To avoid formal excuses, we attached six screenshots from various sites and channels where such advertising appeared. Among them was a screenshot from the Telegram channel Vsevidyashche Oko 18+ (“All-Seeing Eye 18+”).

In its response, PlayCity singled out only this one example and wrote that “no violations were recorded on the Vsevidyashche Oko 18+ channel.” The rest of the screenshots were effectively ignored.

Such a selective approach looks telling. By dismissing multiple other pieces of evidence, the regulator effectively defended the one resource long associated with businessman Maksym Krippa. In political circles, many believe he enjoys a particularly close relationship with Digital Minister Mykhailo Fedorov’s team — the very group behind the creation of PlayCity.

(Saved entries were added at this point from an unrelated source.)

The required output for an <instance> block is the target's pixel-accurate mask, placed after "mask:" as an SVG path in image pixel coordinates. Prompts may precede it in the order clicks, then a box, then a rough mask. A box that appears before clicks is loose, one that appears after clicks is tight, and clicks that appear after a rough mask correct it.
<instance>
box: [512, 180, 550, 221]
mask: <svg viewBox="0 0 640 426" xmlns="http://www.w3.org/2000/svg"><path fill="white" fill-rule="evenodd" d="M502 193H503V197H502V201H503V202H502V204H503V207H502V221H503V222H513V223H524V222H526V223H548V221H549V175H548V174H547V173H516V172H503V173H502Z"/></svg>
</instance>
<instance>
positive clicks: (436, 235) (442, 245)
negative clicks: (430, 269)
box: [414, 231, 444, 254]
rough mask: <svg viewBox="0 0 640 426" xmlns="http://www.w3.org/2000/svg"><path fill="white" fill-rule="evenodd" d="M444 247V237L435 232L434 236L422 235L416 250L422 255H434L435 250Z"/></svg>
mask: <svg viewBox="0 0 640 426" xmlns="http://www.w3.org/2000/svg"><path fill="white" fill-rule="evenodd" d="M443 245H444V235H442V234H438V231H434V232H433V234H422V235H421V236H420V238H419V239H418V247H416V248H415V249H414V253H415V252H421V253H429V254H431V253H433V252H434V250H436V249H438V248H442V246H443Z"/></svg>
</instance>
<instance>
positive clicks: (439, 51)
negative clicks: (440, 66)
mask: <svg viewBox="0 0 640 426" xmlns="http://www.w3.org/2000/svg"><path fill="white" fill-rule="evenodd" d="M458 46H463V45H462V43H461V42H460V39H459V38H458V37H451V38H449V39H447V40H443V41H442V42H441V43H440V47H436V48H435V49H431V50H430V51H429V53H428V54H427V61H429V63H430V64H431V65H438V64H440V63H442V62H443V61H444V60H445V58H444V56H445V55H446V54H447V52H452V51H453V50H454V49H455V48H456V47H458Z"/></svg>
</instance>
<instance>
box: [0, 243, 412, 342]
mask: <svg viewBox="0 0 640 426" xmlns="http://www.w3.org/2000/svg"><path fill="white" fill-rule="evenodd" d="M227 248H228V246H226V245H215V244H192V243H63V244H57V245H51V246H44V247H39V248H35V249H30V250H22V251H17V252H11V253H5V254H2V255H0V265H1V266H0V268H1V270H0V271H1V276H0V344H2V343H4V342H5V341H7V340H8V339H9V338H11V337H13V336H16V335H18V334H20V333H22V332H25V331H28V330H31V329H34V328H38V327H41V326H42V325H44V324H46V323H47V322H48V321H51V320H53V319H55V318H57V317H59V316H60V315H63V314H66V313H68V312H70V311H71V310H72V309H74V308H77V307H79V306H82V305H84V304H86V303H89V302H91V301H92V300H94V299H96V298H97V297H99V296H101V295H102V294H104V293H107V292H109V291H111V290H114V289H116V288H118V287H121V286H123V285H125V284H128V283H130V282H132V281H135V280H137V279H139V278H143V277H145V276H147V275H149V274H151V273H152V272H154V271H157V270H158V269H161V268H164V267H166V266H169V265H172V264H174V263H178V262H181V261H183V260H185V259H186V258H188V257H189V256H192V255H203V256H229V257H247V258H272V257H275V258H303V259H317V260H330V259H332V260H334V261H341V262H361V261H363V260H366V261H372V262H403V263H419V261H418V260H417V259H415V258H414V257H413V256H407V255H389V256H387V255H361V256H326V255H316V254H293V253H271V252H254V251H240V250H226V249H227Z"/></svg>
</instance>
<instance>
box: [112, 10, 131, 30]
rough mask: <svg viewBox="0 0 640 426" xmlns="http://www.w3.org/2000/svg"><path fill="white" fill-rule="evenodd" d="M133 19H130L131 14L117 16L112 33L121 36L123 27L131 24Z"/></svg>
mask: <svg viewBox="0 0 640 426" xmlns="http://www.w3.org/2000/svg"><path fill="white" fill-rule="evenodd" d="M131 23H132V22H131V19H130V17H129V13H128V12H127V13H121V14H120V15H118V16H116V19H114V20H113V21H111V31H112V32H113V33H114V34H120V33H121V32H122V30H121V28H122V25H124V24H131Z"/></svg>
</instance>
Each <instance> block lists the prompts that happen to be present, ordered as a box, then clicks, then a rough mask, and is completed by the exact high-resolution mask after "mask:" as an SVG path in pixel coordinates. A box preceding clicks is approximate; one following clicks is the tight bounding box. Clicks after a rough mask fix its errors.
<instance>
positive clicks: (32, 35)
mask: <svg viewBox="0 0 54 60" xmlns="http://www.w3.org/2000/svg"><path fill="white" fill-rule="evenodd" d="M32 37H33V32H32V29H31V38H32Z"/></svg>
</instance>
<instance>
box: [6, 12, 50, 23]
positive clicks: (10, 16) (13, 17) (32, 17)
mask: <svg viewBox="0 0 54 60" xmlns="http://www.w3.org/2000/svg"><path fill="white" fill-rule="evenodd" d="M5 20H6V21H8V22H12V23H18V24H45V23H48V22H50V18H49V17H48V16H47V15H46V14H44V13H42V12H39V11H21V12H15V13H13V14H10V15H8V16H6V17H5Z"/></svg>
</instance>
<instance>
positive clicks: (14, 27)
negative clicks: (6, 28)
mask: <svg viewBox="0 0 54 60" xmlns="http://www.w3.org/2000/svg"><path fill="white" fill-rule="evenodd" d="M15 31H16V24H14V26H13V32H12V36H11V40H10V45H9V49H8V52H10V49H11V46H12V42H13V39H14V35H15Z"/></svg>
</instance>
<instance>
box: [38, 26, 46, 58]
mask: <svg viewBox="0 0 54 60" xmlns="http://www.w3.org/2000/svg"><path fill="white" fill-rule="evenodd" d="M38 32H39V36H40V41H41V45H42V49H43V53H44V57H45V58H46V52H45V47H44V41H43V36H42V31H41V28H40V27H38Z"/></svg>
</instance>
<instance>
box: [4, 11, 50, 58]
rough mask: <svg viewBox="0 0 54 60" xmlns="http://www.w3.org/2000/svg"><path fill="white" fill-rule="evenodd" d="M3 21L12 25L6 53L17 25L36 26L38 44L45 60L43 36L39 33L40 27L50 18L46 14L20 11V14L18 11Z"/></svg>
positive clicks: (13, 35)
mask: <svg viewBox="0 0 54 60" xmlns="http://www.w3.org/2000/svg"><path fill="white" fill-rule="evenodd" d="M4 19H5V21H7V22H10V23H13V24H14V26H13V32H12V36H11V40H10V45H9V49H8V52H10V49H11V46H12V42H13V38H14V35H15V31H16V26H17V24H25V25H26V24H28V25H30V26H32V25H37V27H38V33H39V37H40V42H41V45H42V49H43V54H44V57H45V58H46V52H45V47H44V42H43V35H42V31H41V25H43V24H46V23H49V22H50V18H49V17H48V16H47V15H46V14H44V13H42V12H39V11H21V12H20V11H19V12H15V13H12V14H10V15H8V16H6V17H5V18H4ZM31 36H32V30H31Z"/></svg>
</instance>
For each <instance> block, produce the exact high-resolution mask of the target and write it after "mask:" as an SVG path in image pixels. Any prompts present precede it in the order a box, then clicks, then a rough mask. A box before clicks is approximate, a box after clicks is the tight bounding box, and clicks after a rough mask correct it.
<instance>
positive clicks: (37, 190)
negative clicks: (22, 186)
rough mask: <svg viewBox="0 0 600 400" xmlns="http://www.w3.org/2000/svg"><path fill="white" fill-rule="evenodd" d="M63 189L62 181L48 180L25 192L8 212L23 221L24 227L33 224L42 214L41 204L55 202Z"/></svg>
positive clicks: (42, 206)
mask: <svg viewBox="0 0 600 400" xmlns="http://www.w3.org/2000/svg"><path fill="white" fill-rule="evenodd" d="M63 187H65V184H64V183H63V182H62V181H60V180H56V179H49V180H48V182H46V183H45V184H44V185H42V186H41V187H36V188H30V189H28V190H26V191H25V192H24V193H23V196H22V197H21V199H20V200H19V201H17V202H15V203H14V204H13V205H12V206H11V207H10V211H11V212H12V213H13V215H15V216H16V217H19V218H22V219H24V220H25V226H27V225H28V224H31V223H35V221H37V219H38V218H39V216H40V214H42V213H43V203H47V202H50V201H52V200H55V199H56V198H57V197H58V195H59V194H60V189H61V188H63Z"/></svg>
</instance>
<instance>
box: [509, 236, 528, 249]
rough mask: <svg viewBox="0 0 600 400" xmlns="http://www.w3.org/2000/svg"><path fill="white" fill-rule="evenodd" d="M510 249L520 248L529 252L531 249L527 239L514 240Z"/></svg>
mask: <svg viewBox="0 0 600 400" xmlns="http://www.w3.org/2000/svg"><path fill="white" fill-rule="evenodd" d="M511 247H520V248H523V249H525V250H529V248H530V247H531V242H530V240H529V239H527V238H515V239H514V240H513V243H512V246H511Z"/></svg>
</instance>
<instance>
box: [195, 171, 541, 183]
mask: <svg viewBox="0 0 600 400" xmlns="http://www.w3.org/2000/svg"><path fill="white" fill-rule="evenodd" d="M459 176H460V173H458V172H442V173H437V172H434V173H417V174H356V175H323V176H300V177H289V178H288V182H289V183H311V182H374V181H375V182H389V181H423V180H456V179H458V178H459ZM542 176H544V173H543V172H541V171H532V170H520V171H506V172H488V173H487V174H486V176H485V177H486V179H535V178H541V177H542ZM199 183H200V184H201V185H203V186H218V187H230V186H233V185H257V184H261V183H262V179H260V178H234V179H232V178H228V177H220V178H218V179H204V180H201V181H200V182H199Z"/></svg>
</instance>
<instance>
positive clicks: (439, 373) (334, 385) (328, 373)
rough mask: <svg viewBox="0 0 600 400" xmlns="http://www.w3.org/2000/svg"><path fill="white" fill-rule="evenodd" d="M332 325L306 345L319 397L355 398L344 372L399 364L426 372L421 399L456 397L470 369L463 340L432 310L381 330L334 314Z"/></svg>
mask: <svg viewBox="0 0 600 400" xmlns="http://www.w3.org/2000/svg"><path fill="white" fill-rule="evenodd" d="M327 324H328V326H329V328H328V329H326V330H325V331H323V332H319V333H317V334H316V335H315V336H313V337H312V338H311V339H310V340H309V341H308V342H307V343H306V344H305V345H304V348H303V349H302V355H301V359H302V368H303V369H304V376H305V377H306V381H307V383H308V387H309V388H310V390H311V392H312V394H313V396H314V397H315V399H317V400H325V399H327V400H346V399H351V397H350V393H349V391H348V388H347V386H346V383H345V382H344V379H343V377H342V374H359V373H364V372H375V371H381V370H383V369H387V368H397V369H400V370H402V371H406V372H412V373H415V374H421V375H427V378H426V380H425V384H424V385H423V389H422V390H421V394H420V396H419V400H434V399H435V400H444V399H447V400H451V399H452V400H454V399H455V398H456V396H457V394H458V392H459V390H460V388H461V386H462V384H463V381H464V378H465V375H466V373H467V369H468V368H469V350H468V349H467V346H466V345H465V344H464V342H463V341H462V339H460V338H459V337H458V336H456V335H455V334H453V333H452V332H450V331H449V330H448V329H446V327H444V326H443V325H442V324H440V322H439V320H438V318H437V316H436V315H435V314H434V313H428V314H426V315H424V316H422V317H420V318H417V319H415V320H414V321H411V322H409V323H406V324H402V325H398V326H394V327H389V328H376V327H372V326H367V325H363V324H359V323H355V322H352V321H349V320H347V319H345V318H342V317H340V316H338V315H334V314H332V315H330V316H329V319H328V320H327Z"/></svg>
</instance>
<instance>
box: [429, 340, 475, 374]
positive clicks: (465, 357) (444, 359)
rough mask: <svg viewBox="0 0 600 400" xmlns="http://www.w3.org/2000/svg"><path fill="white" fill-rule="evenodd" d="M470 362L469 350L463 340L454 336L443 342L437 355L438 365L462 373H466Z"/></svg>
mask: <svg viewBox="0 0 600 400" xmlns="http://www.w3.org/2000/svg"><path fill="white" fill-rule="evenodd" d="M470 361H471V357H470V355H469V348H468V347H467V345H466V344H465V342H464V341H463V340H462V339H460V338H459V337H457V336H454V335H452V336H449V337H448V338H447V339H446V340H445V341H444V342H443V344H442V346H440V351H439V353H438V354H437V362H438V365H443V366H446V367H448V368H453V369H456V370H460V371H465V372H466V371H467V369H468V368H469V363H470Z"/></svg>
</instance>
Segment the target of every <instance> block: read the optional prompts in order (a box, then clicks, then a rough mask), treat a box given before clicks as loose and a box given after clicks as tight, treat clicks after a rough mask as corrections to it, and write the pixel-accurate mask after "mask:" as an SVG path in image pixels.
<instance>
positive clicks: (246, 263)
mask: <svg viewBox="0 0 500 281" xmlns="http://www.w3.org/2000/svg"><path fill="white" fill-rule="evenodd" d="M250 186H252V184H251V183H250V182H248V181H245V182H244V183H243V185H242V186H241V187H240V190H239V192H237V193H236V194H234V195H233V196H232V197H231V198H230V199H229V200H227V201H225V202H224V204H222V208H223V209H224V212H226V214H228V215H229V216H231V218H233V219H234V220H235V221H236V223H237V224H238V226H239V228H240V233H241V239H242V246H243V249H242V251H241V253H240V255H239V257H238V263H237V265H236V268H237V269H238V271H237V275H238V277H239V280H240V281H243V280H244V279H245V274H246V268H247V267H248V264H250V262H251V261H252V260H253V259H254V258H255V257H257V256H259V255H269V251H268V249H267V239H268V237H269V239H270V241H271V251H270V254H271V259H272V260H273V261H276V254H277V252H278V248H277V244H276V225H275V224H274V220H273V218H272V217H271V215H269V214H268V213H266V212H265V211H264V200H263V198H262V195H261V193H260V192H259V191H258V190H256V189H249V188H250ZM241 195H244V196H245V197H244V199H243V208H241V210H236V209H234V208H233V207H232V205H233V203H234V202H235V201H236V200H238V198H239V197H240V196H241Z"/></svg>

Never has the cover-up come so close to collapsing.

If PlayCity does not know how to use Google, we are doing it for them. Below are the very screenshots that the editorial team officially submitted to the agency. They clearly show: ads for the Russian casino 1WIN are freely published on Ukrainian websites and public channels.

The particularity of the 1WIN case lies in its use of Ukraine’s national domain, .ua — making the situation especially outrageous.

Yet 1WIN is only the tip of the iceberg. In Ukraine, dozens of other platforms tied to the Russian market operate simultaneously. All of them are freely accessible to Ukrainian users, and no one bears responsibility for violating official bans. These bans exist only on paper — another element of state “control” reduced to imitation.

Context

The PlayCity Agency was created in May 2025 as Ukraine’s new central authority on gambling regulation. It replaced the Commission for the Regulation of Gambling and Lotteries (KRAIL), which was dissolved following multiple corruption scandals and charges of inactivity. The former head of KRAIL and his deputy are currently in pre-trial detention in a case involving cooperation with the Russian gambling operator Pin-Up.

That scandal became the key justification for reforming the regulator. PlayCity was supposed to symbolize “new transparency” and prove that Ukraine could control its gambling market. But the first months of its work tell a different story: formal decisions are made, but no real enforcement follows.

And this is happening during wartime, as Russian casinos freely profit from Ukrainian users. The growing impression is that the new regulator risks repeating the fate of its predecessor — only with a different nameplate.